By wet wood, we mean fully dead wood, (usually dead for a year or more) that has been wet by rain or suffered some other soaking, not green wood.
Green wood, or live wood, should never be used for a fire. It will only make smoke and trouble.
We are building a modern fire in the modern world, so have matches or a lighter handy, rather than rubbing sticks together.
Also, we should work within a fire ring, or appropriate fire pit.
We should also use a fire-starter stick. These compressed sticks of tinder and paraffin should come with us on every camping trip.
This campfire will require three types of fuel:
Use a firestarter stick, cotton balls, dryer lint, twisted paper, dry wood shavings or try
Wetfire tinder. Add a little cooking oil or petroleum jelly to the cotton balls or lint so they will burn longer.
Find small dry twigs, less than finger thickness, and four to six inches long. Shave wet twigs down to the dry center with a knife.
These large wet pieces will eventually create all the warmth, cooking heat and a glowing bed of coals.
Step 1: Arrange the tinder and kindling
Build a teepee shaped stack of the smallest kindling twigs over a pile of tinder, or a fire stick, broken in half, with the pieces leaning up against one another in an "A" shape.
Step 2: Construct the fire’s base structure
Place two large pieces of wood on either side of the teepee of kindling, a hand width away from it and parallel to each other forming a hallway with the kindling at the center. The top edges of these wood chunks should be a little taller than the kindling teepee. If they are not, stack several pieces together, supporting them as necessary to achieve this height.

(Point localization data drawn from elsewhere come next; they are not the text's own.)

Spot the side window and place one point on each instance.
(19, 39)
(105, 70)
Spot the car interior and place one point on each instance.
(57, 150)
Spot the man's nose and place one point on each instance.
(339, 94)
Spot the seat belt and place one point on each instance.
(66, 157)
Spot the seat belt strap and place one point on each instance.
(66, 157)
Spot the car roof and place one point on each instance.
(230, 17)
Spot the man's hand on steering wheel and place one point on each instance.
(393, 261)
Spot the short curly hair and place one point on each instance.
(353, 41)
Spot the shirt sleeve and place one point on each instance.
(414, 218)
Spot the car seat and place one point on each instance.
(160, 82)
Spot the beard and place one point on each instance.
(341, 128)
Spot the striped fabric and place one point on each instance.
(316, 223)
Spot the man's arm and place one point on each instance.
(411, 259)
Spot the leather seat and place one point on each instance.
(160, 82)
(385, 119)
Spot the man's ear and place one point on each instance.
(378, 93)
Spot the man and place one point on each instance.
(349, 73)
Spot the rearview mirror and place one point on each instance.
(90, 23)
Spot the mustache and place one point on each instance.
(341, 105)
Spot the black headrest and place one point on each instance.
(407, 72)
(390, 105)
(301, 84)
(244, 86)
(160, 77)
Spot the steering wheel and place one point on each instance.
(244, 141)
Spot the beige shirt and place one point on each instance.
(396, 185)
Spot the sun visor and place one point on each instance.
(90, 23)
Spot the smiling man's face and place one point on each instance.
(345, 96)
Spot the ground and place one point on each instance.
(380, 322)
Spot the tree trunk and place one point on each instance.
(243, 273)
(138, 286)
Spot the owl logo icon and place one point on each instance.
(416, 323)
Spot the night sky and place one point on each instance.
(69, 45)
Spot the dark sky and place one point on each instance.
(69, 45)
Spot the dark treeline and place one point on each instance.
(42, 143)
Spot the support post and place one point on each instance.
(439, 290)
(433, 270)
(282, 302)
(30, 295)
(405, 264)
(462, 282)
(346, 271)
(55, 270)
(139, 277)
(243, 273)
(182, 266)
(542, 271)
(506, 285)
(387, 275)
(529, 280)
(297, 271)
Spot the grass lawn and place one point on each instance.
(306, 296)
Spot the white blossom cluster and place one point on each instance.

Position two pieces of wet fuel wood at a 90-degree angle on top of the base wood directly over the kindling teepee, leaving a finger width gap between them.
Step 3: Light and feed the fire
Now light the kindling, and when it starts burning, add more kindling sticks, paying attention to airflow through the stack. Let the little fire expand within the hallway, using the gap between the top pieces as a chimney.
As the little fire grows, the wet wood directly above and around it will begin to dry from the heat, and before long, it will catch fire.
Step 4: Continue building the fire, stacking wood to preheat and dry before it burns
Place two more pieces of wood onto the stack, at a 90-degree angle, and two more, at another 90-degree angle directly over the flames. Continue, building this log-cabin style stack of wood as the fire grows, each time positioning the new pieces so that they are cooked by the fire below.
Step 5: Maintain air flow
When the stack collapses the fire might smoke. Use a long stick or fireplace tongs to rearrange the wood to create airflow gaps within the pile of burning wood. As soon as airflow is restored the fire will stop smoking.